Sığınaktan ayrılalı neredeyse üç saat olmuştu. Can ve Yaprak ara sıra konuşuyorlardı fakat ben ağzımı bile açmamıştım. Selim bana bir şeyler sorduğunda kafamla veya bakışlarımla  cevap veriyordum. Bir süre sonra Can biraz dinlenmek istediklerini söylediğinde kendimizce "güvenli" olabileceğini düşündüğümüz bir mağaranın önünde durduk. Yaprak içeriyi kontrol edip mağaranın içine girdi. Can da Yaprağın yanına gittiğinde ben ve Selim yine tek kalmıştık. Cebimde ki paketten bir dal sigara çıkardım ve ucunu yaktım. Derin bir duman çekip havaya hediye ettim. Gördüğüm bir kayalığa oturduğumda Selim de yanıma oturdu ve ben yeri izlerken o da beni izledi. Dakikalar sonra yere kilitlediğim bakışlarımı Selim'e  döndürdüm ve konuştum.

"Ne var?"

Hafif endişeli bir sesle konuştu. "Sabahtan beri bir şey yemedin, asla konuşmadın, sürekli sigara içiyorsun, gözlerin boş bakıyor, geceleri doğru düzgün uyumuyorsun, uyusan bile sürekli sıçrıyorsun Su. Daha ikinci gecemizi atlattık ama sen iki gecedir doğru düzgün uyumadın. Neyin var söylemiyorsun, derdini anlatmıyorsun."

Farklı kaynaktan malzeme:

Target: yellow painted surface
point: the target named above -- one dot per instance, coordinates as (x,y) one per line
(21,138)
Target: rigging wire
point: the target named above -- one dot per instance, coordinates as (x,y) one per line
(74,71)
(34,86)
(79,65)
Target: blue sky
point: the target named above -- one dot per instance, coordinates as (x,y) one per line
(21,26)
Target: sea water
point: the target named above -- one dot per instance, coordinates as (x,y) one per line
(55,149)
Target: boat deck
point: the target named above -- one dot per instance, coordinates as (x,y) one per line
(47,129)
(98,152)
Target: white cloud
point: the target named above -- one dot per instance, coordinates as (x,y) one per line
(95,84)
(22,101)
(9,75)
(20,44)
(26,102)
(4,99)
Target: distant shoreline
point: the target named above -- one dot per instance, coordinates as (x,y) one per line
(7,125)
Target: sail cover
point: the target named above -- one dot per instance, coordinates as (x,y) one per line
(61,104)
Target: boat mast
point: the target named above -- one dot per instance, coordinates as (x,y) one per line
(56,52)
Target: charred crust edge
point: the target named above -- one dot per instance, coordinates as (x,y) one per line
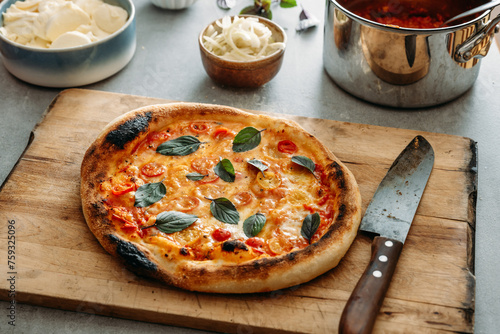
(132,256)
(129,130)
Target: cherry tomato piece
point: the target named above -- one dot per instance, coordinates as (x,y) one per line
(287,146)
(123,188)
(255,242)
(221,234)
(198,127)
(186,203)
(204,165)
(221,133)
(243,198)
(210,178)
(152,169)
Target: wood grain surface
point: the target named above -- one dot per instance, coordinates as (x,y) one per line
(60,264)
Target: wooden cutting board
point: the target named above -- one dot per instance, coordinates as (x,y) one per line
(58,262)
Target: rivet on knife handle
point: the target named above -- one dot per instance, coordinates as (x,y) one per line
(364,304)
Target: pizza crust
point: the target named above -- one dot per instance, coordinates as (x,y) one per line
(260,275)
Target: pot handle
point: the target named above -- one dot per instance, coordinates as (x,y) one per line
(478,45)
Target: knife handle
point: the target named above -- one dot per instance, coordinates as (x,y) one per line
(364,304)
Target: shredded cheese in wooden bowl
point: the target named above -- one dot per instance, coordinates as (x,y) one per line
(240,39)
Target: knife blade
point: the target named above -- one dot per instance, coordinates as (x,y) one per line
(389,216)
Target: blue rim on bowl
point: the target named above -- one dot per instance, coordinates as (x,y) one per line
(75,66)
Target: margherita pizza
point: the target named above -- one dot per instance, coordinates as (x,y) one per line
(211,198)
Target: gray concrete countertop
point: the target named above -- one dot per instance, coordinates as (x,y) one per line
(167,65)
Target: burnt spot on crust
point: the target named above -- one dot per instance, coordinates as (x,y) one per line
(232,245)
(97,210)
(129,130)
(338,174)
(132,256)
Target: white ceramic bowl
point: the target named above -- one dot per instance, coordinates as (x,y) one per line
(173,4)
(75,66)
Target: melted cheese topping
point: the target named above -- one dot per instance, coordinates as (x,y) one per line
(285,194)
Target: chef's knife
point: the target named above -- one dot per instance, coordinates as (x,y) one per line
(389,215)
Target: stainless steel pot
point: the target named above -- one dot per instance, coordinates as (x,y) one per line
(402,67)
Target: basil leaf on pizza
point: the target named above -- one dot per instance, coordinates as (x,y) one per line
(247,139)
(195,176)
(225,170)
(310,226)
(258,164)
(180,146)
(224,210)
(173,221)
(254,224)
(304,162)
(149,193)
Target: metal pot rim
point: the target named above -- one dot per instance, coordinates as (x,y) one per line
(413,31)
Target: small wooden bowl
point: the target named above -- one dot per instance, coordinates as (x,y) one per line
(244,74)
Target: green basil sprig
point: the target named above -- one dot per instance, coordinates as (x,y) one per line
(224,210)
(304,162)
(149,193)
(225,170)
(254,224)
(258,164)
(247,139)
(310,226)
(180,146)
(173,221)
(196,176)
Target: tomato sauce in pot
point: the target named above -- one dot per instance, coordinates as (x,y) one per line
(409,14)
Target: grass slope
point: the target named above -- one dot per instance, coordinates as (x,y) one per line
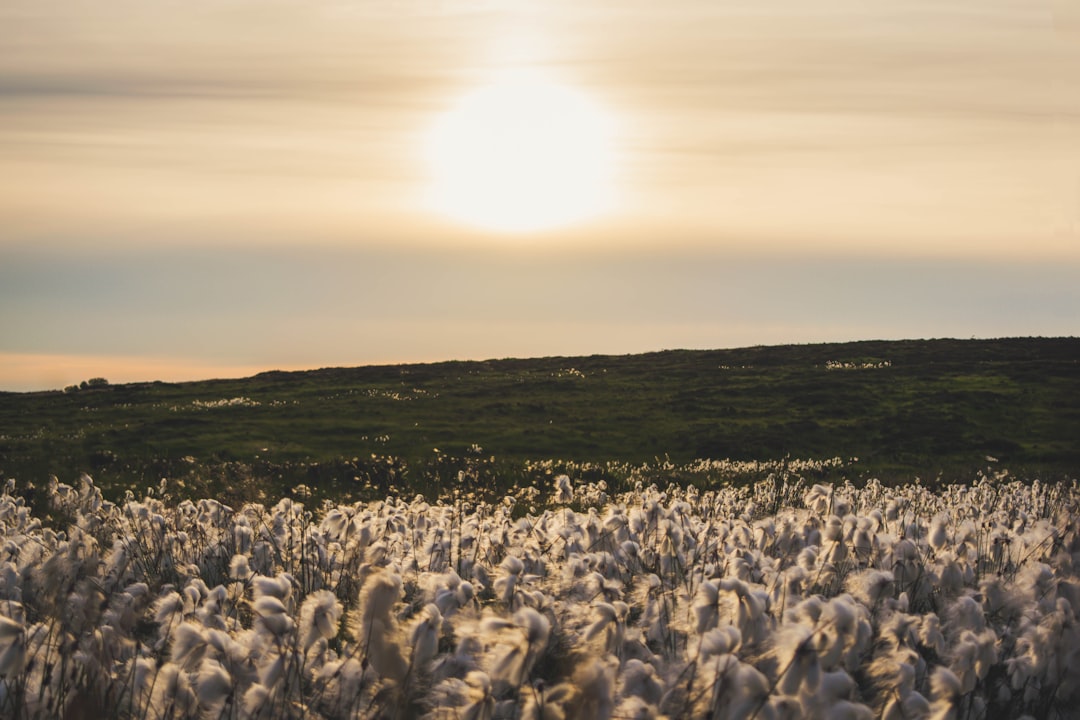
(902,407)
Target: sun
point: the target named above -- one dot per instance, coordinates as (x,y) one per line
(522,154)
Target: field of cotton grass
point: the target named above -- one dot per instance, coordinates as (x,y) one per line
(782,599)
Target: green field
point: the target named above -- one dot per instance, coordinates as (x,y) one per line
(903,408)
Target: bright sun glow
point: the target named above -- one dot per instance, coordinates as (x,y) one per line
(522,154)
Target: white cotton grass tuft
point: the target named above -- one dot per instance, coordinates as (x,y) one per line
(564,490)
(319,617)
(377,627)
(423,637)
(12,647)
(239,568)
(213,684)
(272,615)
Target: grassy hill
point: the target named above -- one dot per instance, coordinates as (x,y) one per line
(902,408)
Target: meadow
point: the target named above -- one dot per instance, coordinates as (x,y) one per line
(778,599)
(892,533)
(925,408)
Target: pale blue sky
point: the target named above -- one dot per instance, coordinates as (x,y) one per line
(200,189)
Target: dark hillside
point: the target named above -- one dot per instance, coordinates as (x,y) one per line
(903,408)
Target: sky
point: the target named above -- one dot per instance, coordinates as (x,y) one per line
(204,189)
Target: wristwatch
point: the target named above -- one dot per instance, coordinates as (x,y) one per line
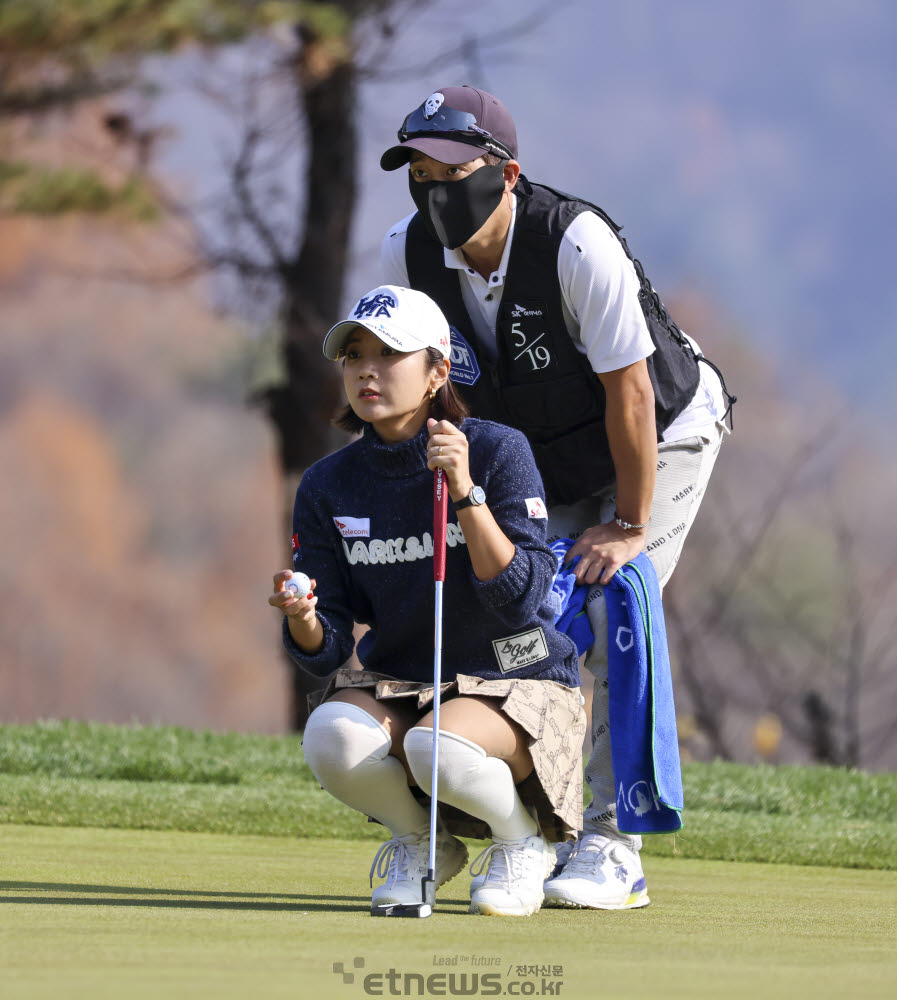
(475,498)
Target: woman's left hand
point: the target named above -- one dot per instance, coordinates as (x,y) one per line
(447,449)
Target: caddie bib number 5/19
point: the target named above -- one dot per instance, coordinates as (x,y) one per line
(527,342)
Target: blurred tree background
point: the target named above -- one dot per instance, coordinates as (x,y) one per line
(162,386)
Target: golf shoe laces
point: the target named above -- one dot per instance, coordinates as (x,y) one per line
(391,862)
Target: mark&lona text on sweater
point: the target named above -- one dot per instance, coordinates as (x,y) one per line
(394,550)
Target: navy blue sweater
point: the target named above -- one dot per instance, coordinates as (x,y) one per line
(363,524)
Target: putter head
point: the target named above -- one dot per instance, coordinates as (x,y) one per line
(421,909)
(402,910)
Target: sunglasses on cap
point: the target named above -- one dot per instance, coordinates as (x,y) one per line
(447,123)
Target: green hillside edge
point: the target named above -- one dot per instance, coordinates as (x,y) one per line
(168,778)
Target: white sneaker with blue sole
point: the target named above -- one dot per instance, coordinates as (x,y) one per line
(601,874)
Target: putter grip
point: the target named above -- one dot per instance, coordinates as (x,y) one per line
(440,515)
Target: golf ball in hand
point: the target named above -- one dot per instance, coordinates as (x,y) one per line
(299,583)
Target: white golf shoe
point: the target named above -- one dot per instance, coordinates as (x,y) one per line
(512,886)
(404,861)
(601,874)
(553,863)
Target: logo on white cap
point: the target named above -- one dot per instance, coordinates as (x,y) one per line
(432,104)
(377,305)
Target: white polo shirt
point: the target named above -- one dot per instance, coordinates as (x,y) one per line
(599,297)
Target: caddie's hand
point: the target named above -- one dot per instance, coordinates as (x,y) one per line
(447,449)
(299,608)
(604,549)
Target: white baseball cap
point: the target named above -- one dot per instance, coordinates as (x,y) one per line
(404,319)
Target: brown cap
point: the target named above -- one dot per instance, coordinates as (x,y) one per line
(489,115)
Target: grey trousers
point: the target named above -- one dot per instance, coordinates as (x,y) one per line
(683,470)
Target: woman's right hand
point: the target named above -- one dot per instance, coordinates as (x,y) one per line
(299,609)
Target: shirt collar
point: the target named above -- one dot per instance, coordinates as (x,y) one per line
(455,259)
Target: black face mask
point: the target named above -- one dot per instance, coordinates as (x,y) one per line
(453,211)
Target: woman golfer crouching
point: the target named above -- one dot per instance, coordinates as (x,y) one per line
(511,725)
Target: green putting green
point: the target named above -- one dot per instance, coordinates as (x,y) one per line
(133,913)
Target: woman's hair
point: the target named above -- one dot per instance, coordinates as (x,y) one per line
(447,404)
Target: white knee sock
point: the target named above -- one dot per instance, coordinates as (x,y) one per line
(470,780)
(347,750)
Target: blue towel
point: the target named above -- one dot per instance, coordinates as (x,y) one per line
(644,742)
(569,598)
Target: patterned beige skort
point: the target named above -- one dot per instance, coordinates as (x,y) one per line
(552,717)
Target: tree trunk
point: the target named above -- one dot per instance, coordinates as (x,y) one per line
(327,87)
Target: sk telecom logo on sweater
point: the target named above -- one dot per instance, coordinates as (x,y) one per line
(535,508)
(353,527)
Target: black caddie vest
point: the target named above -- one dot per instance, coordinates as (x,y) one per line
(539,382)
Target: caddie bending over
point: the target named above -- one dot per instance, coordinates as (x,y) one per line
(556,331)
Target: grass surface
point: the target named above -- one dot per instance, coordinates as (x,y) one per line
(81,774)
(111,913)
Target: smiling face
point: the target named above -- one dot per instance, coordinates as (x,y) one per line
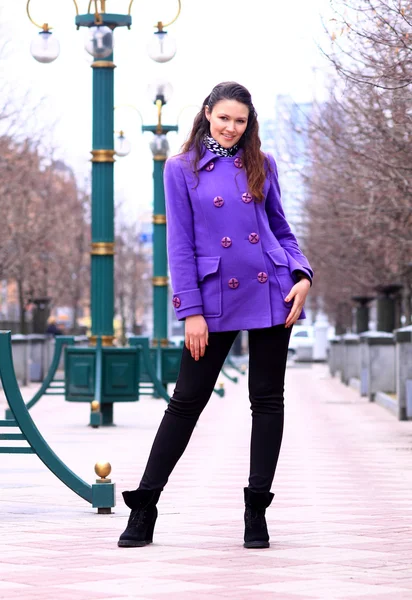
(228,121)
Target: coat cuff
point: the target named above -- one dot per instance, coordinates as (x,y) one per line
(295,265)
(187,303)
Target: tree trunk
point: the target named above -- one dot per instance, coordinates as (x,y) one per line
(22,307)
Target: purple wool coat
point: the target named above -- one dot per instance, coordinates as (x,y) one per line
(231,259)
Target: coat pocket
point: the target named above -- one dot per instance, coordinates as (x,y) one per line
(282,271)
(210,285)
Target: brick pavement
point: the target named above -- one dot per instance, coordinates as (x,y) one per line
(340,523)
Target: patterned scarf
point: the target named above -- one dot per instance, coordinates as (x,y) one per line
(215,147)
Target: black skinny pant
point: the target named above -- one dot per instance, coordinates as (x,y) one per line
(267,364)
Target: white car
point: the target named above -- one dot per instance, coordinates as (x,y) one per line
(301,342)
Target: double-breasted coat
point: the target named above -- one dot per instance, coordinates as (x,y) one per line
(231,259)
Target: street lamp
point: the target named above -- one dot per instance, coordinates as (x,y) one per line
(159,93)
(99,43)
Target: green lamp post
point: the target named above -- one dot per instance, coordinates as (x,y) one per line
(101,374)
(160,149)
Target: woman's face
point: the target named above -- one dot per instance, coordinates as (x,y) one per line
(228,121)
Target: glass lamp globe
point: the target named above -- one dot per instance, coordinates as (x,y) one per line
(45,47)
(159,145)
(162,47)
(99,41)
(160,90)
(122,145)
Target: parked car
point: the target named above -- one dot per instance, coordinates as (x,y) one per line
(301,342)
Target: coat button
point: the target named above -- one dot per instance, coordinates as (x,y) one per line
(253,238)
(246,197)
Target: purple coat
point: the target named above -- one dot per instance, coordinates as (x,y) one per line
(231,259)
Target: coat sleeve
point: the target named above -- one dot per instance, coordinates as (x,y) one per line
(187,299)
(281,229)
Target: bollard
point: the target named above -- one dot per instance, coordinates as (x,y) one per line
(103,491)
(335,355)
(350,357)
(387,301)
(403,338)
(362,312)
(378,363)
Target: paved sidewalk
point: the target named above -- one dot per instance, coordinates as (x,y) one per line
(340,522)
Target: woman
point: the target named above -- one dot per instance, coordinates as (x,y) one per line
(235,265)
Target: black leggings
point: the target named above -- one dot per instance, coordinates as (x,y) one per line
(267,364)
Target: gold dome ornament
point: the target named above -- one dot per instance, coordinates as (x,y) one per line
(103,469)
(95,406)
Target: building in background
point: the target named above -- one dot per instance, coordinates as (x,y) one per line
(285,136)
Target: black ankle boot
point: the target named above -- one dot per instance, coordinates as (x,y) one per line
(139,530)
(256,531)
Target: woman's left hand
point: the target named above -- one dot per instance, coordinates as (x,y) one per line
(298,294)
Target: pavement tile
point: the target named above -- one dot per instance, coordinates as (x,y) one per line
(340,522)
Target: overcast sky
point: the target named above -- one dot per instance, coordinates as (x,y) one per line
(267,45)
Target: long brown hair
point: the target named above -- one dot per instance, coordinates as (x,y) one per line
(253,158)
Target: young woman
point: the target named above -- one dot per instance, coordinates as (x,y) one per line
(235,265)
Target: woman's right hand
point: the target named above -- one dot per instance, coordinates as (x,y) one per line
(196,335)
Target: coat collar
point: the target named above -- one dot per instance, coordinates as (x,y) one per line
(209,156)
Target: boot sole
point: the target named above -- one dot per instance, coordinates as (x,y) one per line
(132,544)
(256,545)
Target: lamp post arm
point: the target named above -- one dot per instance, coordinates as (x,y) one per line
(160,25)
(45,26)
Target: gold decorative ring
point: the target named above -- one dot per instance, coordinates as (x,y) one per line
(107,340)
(103,64)
(103,155)
(160,281)
(102,249)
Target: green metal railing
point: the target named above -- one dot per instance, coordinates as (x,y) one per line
(50,386)
(100,495)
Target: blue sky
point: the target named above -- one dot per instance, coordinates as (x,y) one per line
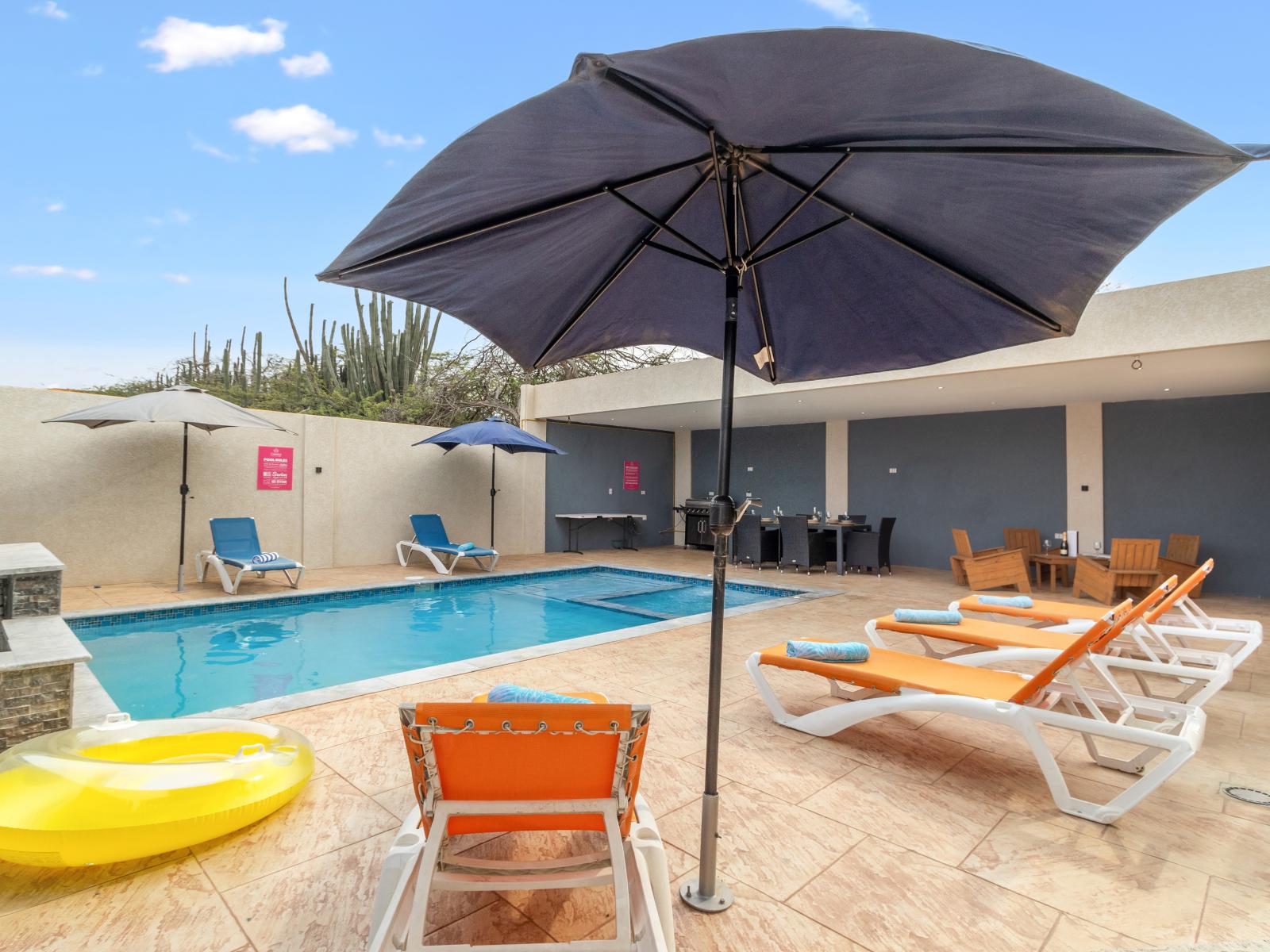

"Ne var biliyor musun Selim, benim bu güne kadar elimden tutan olmadı. Derdimi dinleyecek, çare bulacak biri olmadı. Ben dokuz yaşındaydım ailemi ve doğmayan kardeşimi o trafik kazasında kaybettiğimde, ben 11 yaşındaydım Yaprağa babası şiddet uygulamasın diye kendimi öne attığımda, ben lisedeydim sırf Yaprağı o evden kurtarmak için buraya taşınıp bir hayat kurmaya çalıştığımda. Ben 12 yaşındaydım karaciğer kanseri olduğumu öğrendiğimde, ben 16 yaşındaydım siroz olduğum haberini aldığımda. Sırf bunu kimseye bir şey anlatamadığım için Yaprağa söyleyemedim. Üzülmesini istemedim çünkü bizim birbirimizden başka kimsemiz yok! Yaprak benim doğmayan kardeşim gibi ve ben onu sırf kimseye bir şeyimi anlatamıyorum diye kaybedeceğim düşüncesi beni öldürüyor anladın mı! BEN HİÇ BİR ZAMAN YAŞAMADIM ZATEN, şu saatten sonra ölsem de bir şey fark etmez benim için.."

Haritayı orada bıraktım, çantamı ve silahımı alıp oradan koşarak ayrıldım. Nereye gideceğimi bilmiyordum, gerçi bilmeme de gerek yoktu açıkçası. Sadece koşuyordum. Duracağım yeri bilmiyordum. Sadece bu yolun sonunun ölüme gitmesini umuyordum.